Ces envois personnalisés, formulés au présent et non au
conditionnel, péremptoires, revêtus pour certains d'un caractère officiel comme en témoignent les références faites au contrôle d'un huissier de justice, aux avis conformes de la direction, aux annotations précisant « ceci est un document officiel pas un jeu » sont dépourvus de toute ambiguité sur le fait que Madame X... est gagnante de la somme de 10 000 €.

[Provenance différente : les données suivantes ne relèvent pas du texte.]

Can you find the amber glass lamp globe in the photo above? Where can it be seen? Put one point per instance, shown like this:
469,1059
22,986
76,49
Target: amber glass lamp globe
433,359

La SA D DUCHESNE ne peut jouer sur le caractère équivoque du mot « règlement » qui peut signifier soit versement soit convention et qui figure sur le document intitulé « avis unique d'envoi de règlement » ainsi rédigé : « sincères félicitations Madame X..., après délibération de la commission de la remise des prix et des règlements, la publication des conclusions est officiellement autorisée, il est incontestablement établi que dès réception de votre prochaine commande, le règlement de « l'envoi du chèque de 10 000 € en recommandé » vous sera expédié sous pli scellé ; envoi garanti sous contrôle d'un huissier de justice ; oui madame X... c'est un engagement ferme et définitif ! nous n'attendons que votre commande pour procéder à l'envoi sous 15 jours de votre règlement » ; même si une astérisque renvoie à une mention figurant en bas de page, celle-ci est elle même ambiguë puisqu'elle indique à la fois et cela en tous petits caractères « ceci n'est pas un jeu. règlement du jeu 320 version AT210 » ; cette ambiguité calculée dans l'emploi du mot règlement ne peut être utilisée par l'appelante pour prétendre qu'elle ne s'est engagée auprès de Madame X... qu'à lui adresser le règlement du jeu et non le chèque de 10 000 €.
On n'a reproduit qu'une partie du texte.